Durante os séculos XVI ao XIX, praticamente os únicos personagens
economicamente importantes e socialmente poderosos foram os grandes
proprietários rurais. Monopolizavam os poderes políticos destinados a
brasileiros (Câmaras Municipais), compartilhando-os com a Corte portuguesa
até a independência e disputando-os com os remanescentes lusitanos no
Primeiro Reinado (não podemos nos esquecer dos atritos entre brasileiros e
portugueses por ocasião da nossa primeira Constituição, entre 1823 e
1824).Ao longo do Império, a oligarquia brasileira manifestou-se através do
coronelismo, mantido ao longo da República Velha com seus votos de
cabresto e com persistências visíveis em algumas regiões do país até hoje.

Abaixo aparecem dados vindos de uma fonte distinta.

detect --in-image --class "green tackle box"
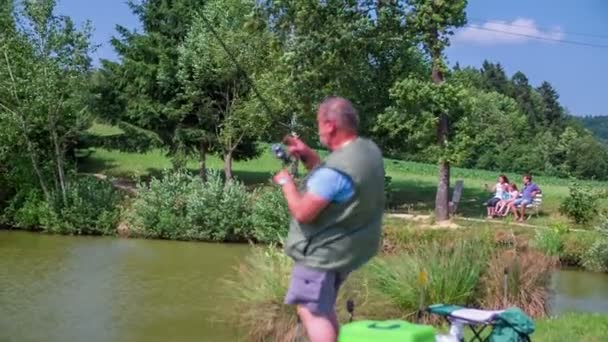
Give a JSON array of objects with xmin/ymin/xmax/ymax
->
[{"xmin": 338, "ymin": 320, "xmax": 435, "ymax": 342}]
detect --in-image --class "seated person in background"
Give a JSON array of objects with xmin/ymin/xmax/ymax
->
[
  {"xmin": 486, "ymin": 175, "xmax": 509, "ymax": 218},
  {"xmin": 495, "ymin": 183, "xmax": 519, "ymax": 216},
  {"xmin": 508, "ymin": 175, "xmax": 542, "ymax": 222}
]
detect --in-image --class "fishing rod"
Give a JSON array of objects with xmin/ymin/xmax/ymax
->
[
  {"xmin": 199, "ymin": 11, "xmax": 306, "ymax": 173},
  {"xmin": 199, "ymin": 11, "xmax": 293, "ymax": 133}
]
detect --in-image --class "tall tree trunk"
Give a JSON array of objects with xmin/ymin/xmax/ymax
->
[
  {"xmin": 431, "ymin": 55, "xmax": 450, "ymax": 222},
  {"xmin": 435, "ymin": 114, "xmax": 450, "ymax": 222},
  {"xmin": 51, "ymin": 129, "xmax": 68, "ymax": 205},
  {"xmin": 224, "ymin": 150, "xmax": 233, "ymax": 182},
  {"xmin": 198, "ymin": 140, "xmax": 207, "ymax": 182}
]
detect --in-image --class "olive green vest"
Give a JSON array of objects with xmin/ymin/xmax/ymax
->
[{"xmin": 285, "ymin": 138, "xmax": 385, "ymax": 272}]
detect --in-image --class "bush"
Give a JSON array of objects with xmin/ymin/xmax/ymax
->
[
  {"xmin": 55, "ymin": 177, "xmax": 121, "ymax": 235},
  {"xmin": 125, "ymin": 172, "xmax": 196, "ymax": 239},
  {"xmin": 251, "ymin": 188, "xmax": 290, "ymax": 243},
  {"xmin": 560, "ymin": 231, "xmax": 599, "ymax": 266},
  {"xmin": 479, "ymin": 250, "xmax": 557, "ymax": 317},
  {"xmin": 185, "ymin": 171, "xmax": 251, "ymax": 241},
  {"xmin": 582, "ymin": 216, "xmax": 608, "ymax": 272},
  {"xmin": 126, "ymin": 171, "xmax": 251, "ymax": 241},
  {"xmin": 5, "ymin": 190, "xmax": 59, "ymax": 231},
  {"xmin": 368, "ymin": 239, "xmax": 490, "ymax": 317},
  {"xmin": 8, "ymin": 177, "xmax": 120, "ymax": 235},
  {"xmin": 559, "ymin": 183, "xmax": 605, "ymax": 224},
  {"xmin": 532, "ymin": 229, "xmax": 563, "ymax": 257}
]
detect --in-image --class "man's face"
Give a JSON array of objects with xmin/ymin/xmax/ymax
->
[{"xmin": 317, "ymin": 110, "xmax": 336, "ymax": 147}]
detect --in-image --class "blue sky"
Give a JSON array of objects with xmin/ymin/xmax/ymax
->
[{"xmin": 57, "ymin": 0, "xmax": 608, "ymax": 115}]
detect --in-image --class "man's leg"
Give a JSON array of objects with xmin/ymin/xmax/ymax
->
[
  {"xmin": 285, "ymin": 265, "xmax": 345, "ymax": 342},
  {"xmin": 298, "ymin": 305, "xmax": 338, "ymax": 342}
]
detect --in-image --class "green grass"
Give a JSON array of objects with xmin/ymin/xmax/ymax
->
[
  {"xmin": 80, "ymin": 124, "xmax": 608, "ymax": 225},
  {"xmin": 532, "ymin": 313, "xmax": 608, "ymax": 342}
]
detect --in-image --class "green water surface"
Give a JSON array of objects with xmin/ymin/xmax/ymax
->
[{"xmin": 0, "ymin": 230, "xmax": 608, "ymax": 342}]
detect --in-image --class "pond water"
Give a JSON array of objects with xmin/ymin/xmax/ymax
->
[{"xmin": 0, "ymin": 231, "xmax": 608, "ymax": 342}]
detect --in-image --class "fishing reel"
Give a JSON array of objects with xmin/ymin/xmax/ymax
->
[{"xmin": 270, "ymin": 144, "xmax": 291, "ymax": 165}]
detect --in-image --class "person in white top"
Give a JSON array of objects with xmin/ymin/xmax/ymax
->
[
  {"xmin": 495, "ymin": 183, "xmax": 519, "ymax": 216},
  {"xmin": 486, "ymin": 175, "xmax": 509, "ymax": 218}
]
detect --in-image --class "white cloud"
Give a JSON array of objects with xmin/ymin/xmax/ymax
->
[{"xmin": 452, "ymin": 18, "xmax": 564, "ymax": 45}]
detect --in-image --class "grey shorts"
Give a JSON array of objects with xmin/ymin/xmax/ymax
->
[{"xmin": 285, "ymin": 264, "xmax": 348, "ymax": 316}]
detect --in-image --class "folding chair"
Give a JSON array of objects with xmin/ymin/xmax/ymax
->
[{"xmin": 426, "ymin": 304, "xmax": 534, "ymax": 342}]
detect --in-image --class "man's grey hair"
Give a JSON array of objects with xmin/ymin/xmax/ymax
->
[{"xmin": 319, "ymin": 96, "xmax": 359, "ymax": 132}]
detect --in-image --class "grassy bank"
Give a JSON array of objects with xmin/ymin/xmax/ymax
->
[
  {"xmin": 79, "ymin": 121, "xmax": 608, "ymax": 226},
  {"xmin": 226, "ymin": 227, "xmax": 608, "ymax": 341}
]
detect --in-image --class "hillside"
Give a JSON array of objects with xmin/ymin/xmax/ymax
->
[{"xmin": 579, "ymin": 115, "xmax": 608, "ymax": 144}]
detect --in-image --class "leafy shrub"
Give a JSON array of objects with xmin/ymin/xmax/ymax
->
[
  {"xmin": 559, "ymin": 183, "xmax": 605, "ymax": 224},
  {"xmin": 126, "ymin": 172, "xmax": 195, "ymax": 239},
  {"xmin": 5, "ymin": 190, "xmax": 59, "ymax": 231},
  {"xmin": 55, "ymin": 177, "xmax": 121, "ymax": 235},
  {"xmin": 532, "ymin": 229, "xmax": 563, "ymax": 257},
  {"xmin": 185, "ymin": 171, "xmax": 251, "ymax": 241},
  {"xmin": 368, "ymin": 239, "xmax": 490, "ymax": 317},
  {"xmin": 479, "ymin": 249, "xmax": 557, "ymax": 317},
  {"xmin": 11, "ymin": 177, "xmax": 120, "ymax": 235},
  {"xmin": 126, "ymin": 170, "xmax": 251, "ymax": 241},
  {"xmin": 582, "ymin": 216, "xmax": 608, "ymax": 272},
  {"xmin": 251, "ymin": 188, "xmax": 290, "ymax": 243},
  {"xmin": 560, "ymin": 231, "xmax": 599, "ymax": 266}
]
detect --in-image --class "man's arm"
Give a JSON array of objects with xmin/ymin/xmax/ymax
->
[
  {"xmin": 283, "ymin": 181, "xmax": 329, "ymax": 223},
  {"xmin": 275, "ymin": 168, "xmax": 354, "ymax": 223},
  {"xmin": 283, "ymin": 135, "xmax": 321, "ymax": 171}
]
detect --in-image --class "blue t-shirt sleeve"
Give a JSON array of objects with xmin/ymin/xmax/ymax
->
[{"xmin": 306, "ymin": 167, "xmax": 354, "ymax": 203}]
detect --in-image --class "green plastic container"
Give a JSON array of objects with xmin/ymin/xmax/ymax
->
[{"xmin": 338, "ymin": 320, "xmax": 435, "ymax": 342}]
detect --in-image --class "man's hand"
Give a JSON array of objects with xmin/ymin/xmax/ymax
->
[
  {"xmin": 283, "ymin": 134, "xmax": 321, "ymax": 170},
  {"xmin": 272, "ymin": 170, "xmax": 293, "ymax": 185},
  {"xmin": 272, "ymin": 170, "xmax": 329, "ymax": 223}
]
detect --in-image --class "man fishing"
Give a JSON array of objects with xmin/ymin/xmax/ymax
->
[{"xmin": 274, "ymin": 97, "xmax": 385, "ymax": 342}]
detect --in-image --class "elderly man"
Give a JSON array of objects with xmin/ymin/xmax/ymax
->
[{"xmin": 274, "ymin": 97, "xmax": 385, "ymax": 342}]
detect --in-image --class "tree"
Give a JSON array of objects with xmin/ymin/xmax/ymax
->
[
  {"xmin": 178, "ymin": 0, "xmax": 272, "ymax": 180},
  {"xmin": 0, "ymin": 0, "xmax": 93, "ymax": 204},
  {"xmin": 93, "ymin": 0, "xmax": 208, "ymax": 174},
  {"xmin": 537, "ymin": 81, "xmax": 564, "ymax": 134},
  {"xmin": 481, "ymin": 60, "xmax": 510, "ymax": 95},
  {"xmin": 406, "ymin": 0, "xmax": 467, "ymax": 222}
]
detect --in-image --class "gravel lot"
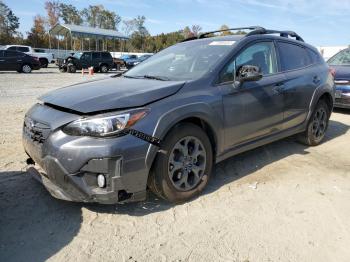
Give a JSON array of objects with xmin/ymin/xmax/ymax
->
[{"xmin": 0, "ymin": 68, "xmax": 350, "ymax": 262}]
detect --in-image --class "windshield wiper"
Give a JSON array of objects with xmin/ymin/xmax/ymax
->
[
  {"xmin": 123, "ymin": 75, "xmax": 142, "ymax": 79},
  {"xmin": 124, "ymin": 75, "xmax": 170, "ymax": 81},
  {"xmin": 143, "ymin": 75, "xmax": 170, "ymax": 81}
]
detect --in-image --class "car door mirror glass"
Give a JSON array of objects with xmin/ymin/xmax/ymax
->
[{"xmin": 236, "ymin": 65, "xmax": 263, "ymax": 84}]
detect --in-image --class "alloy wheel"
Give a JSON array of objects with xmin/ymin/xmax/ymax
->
[
  {"xmin": 311, "ymin": 107, "xmax": 327, "ymax": 140},
  {"xmin": 22, "ymin": 65, "xmax": 32, "ymax": 73},
  {"xmin": 168, "ymin": 136, "xmax": 207, "ymax": 191}
]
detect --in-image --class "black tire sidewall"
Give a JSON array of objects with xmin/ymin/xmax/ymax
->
[
  {"xmin": 21, "ymin": 64, "xmax": 32, "ymax": 74},
  {"xmin": 39, "ymin": 58, "xmax": 49, "ymax": 68},
  {"xmin": 67, "ymin": 65, "xmax": 77, "ymax": 74},
  {"xmin": 153, "ymin": 123, "xmax": 213, "ymax": 203},
  {"xmin": 306, "ymin": 100, "xmax": 330, "ymax": 146},
  {"xmin": 100, "ymin": 65, "xmax": 108, "ymax": 73}
]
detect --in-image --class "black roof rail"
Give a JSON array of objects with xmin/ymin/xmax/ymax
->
[
  {"xmin": 182, "ymin": 26, "xmax": 304, "ymax": 42},
  {"xmin": 246, "ymin": 28, "xmax": 304, "ymax": 42}
]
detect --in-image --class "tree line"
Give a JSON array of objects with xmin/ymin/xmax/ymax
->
[{"xmin": 0, "ymin": 0, "xmax": 237, "ymax": 53}]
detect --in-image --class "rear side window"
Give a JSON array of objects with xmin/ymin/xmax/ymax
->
[
  {"xmin": 92, "ymin": 52, "xmax": 100, "ymax": 59},
  {"xmin": 17, "ymin": 46, "xmax": 29, "ymax": 52},
  {"xmin": 278, "ymin": 42, "xmax": 311, "ymax": 71},
  {"xmin": 101, "ymin": 53, "xmax": 112, "ymax": 59},
  {"xmin": 5, "ymin": 50, "xmax": 18, "ymax": 57},
  {"xmin": 305, "ymin": 48, "xmax": 322, "ymax": 64}
]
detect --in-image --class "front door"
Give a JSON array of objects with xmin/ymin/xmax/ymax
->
[
  {"xmin": 80, "ymin": 53, "xmax": 91, "ymax": 69},
  {"xmin": 3, "ymin": 50, "xmax": 22, "ymax": 71},
  {"xmin": 220, "ymin": 41, "xmax": 285, "ymax": 149}
]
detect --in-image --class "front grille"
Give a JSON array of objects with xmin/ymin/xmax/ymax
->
[{"xmin": 23, "ymin": 117, "xmax": 50, "ymax": 144}]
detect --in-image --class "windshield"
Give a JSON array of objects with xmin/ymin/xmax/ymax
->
[
  {"xmin": 328, "ymin": 49, "xmax": 350, "ymax": 65},
  {"xmin": 73, "ymin": 53, "xmax": 83, "ymax": 59},
  {"xmin": 120, "ymin": 55, "xmax": 130, "ymax": 59},
  {"xmin": 125, "ymin": 40, "xmax": 235, "ymax": 80}
]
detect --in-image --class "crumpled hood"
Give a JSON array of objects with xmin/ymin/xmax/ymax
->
[
  {"xmin": 330, "ymin": 65, "xmax": 350, "ymax": 80},
  {"xmin": 39, "ymin": 77, "xmax": 185, "ymax": 113}
]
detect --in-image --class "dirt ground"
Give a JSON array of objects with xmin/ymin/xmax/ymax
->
[{"xmin": 0, "ymin": 68, "xmax": 350, "ymax": 262}]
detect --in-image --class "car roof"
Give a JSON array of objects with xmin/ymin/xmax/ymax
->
[{"xmin": 187, "ymin": 34, "xmax": 318, "ymax": 52}]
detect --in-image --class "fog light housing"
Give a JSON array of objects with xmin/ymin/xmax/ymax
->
[{"xmin": 97, "ymin": 174, "xmax": 106, "ymax": 188}]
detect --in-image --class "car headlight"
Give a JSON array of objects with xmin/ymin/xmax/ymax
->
[{"xmin": 62, "ymin": 109, "xmax": 149, "ymax": 137}]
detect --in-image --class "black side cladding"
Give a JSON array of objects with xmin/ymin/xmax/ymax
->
[{"xmin": 123, "ymin": 129, "xmax": 162, "ymax": 147}]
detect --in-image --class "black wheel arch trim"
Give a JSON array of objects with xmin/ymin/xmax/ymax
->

Entretanto, foi na última etapa do Império, o Segundo Reinado, que o
Brasil iniciou um processo de modernização. Com as ferrovias, os imigrantes
europeus, as primeiras fábricas, a urbanização e a influência da cidade sobre
o campo, uma série de mudanças começariam a se verificar no
comportamento dos jovens brasileiros.
No Império, os estabelecimentos de ensino superior, sobretudo os
cursos jurídicos (São Paulo e Olinda), contribuíram largamente para a
formação de homens públicos capazes (no sentido de voltados para a ordem
pública, acima dos princípios afetivos). Os adolescentes arrancados de suas
famílias e províncias têm seu “cordão umbilical” abruptamente cortado,
rompendo os laços familiares e viabilizando sua evolução como homens
públicos. No RS, poderíamos citar como exemplos Borges de Medeiros,
Assis Brasil, Pinheiro Machado, Júlio de Castilhos e a maioria da geração de
políticos simpáticos ao positivismo, que construíram o estado durante a
República Velha. Aplicaram uma visão científica da política, da economia e
da sociedade, rompendo com grupos tradicionais da oligarquia e buscando a
aproximação com grupos sociais novos, como os imigrantes alemães e
italianos.
Como definiu Joaquim Nabuco, expoente político pernambucano do
final do século XIX: “em nossa política e em nossa sociedade (...) são os
órfãos, os abandonados, que vencem a luta, sobem e governam”.
É exatamente nesta herança da tradição afetiva que SBH identifica a
dificuldade dos detentores de posições públicas em distinguirem os domínios
do privado e do público, gerando aquilo que Max Weber definira como
PATRIMONIALISMO ESTATAL (vimos isso, por exemplo, quando estudamos
o Convênio de Taubaté).
Seguindo o pensamento weberiano SBH discorre sobre as diferenças
existentes entre o funcionário patrimonial e o burocrata. O funcionário
patrimonial pensa e age na gestão pública como assunto de seu interesse
particular. A visão patrimonial determina a escolha dos homens que
cumprirão as funções públicas de acordo com a confiança pessoal que
mereçam. É o que chamamos de clientelismo.
Já a visão burocrática é qualificada pela especialização das funções e
pela garantia jurídica aos cidadãos, em uma escolha impessoal dos
funcionários, de acordo com a capacitação para o cargo. Por exemplo,
através da realização de concursos públicos.
O Brasil é fundado historicamente nestes círculos familiares, que se
tornaram o modelo de qualquer composição social no país. A contribuição
brasileira para a civilização é exatamente essa cordialidade, marcada pelo
fundo emotivo e avesso a qualquer ritualismo social.
A cordialidade brasileira demonstra a aversão à aceitação da
hierarquia superior, o desejo de estabelecer intimidade. Demonstramos esse
desejo em relação às pessoas, aos objetos e, até, aos nossos santos. Um
exemplo claro disso é a utilização do sufixo “inho”.